COLLIER COUNTY, FL –
A Collier County student is taking a school project beyond the classroom. Stephanie Latoitue won a bronze medal in a national NAACP STEM competition.
Latoitue built the first model of a prosthetic hand for amputees that functions through hydraulics.
“When you want something, I’ve heard from someone, that you have to want it more than sleep,” Latoitue said.
Latoitue spent several months designing the model during her freshman year at Golden Gate High School. She used several tools and materials, and the project won a bronze medal in the NAACP’s national STEM competition last month in Las Vegas.
“I got the idea that if I were to create a puppet approach robotic hand and use the robotic system, then it would be able to articulate just like a regular hand would,” Latoitue said.
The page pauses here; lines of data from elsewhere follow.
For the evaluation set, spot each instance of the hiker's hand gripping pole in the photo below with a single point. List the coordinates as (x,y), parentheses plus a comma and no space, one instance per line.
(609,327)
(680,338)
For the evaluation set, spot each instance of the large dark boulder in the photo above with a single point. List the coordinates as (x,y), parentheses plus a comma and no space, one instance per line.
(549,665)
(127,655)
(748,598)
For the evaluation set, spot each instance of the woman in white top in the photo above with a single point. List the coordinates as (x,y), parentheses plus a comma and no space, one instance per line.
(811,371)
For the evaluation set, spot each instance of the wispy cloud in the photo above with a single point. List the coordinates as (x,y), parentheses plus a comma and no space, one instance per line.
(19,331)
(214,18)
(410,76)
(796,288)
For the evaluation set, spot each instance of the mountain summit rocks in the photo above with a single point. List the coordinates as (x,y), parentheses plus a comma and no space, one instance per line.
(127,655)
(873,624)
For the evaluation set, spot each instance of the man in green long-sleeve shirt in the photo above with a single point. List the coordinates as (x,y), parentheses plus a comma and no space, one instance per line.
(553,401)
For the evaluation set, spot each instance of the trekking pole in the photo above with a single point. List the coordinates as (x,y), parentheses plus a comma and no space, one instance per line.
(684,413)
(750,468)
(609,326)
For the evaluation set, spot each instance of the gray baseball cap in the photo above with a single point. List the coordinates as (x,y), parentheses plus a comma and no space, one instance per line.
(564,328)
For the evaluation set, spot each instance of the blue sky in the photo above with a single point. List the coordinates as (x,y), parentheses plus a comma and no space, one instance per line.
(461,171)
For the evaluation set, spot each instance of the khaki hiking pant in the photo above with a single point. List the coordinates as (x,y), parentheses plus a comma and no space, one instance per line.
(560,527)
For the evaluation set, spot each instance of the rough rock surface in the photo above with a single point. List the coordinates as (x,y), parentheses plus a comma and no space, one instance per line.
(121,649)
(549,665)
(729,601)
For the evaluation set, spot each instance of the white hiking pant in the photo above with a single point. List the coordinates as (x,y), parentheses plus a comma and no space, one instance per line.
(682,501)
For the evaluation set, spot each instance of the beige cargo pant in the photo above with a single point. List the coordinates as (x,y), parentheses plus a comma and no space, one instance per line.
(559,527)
“It’s very advanced for a freshman to come up with this concept,” Akita Cannon, Afro-Academic, Cultural, Technological and Scientific Olympics and chair of NAACP Collier County said.
Latoitue said the idea was fueled by her interest in science and her willingness to help people.
“I want to make prosthetic hands that are affordable so that a person can feel like they never had a hand missing,” Latoitue said.
The project is Collier County’s first win in the STEM category of the competition. Although Latoitue calls it a work in progress, she knows everything successful starts with an idea.
“My youth…we’re the future,” she said.
“We are very proud of her and I think Collier County should be very proud of her,” Cannon said.
Latoitue is going into her sophomore year at Golden Gate High School. She is already working on a second – more advanced – model for next year’s competition. It could take a few years until her final model is complete.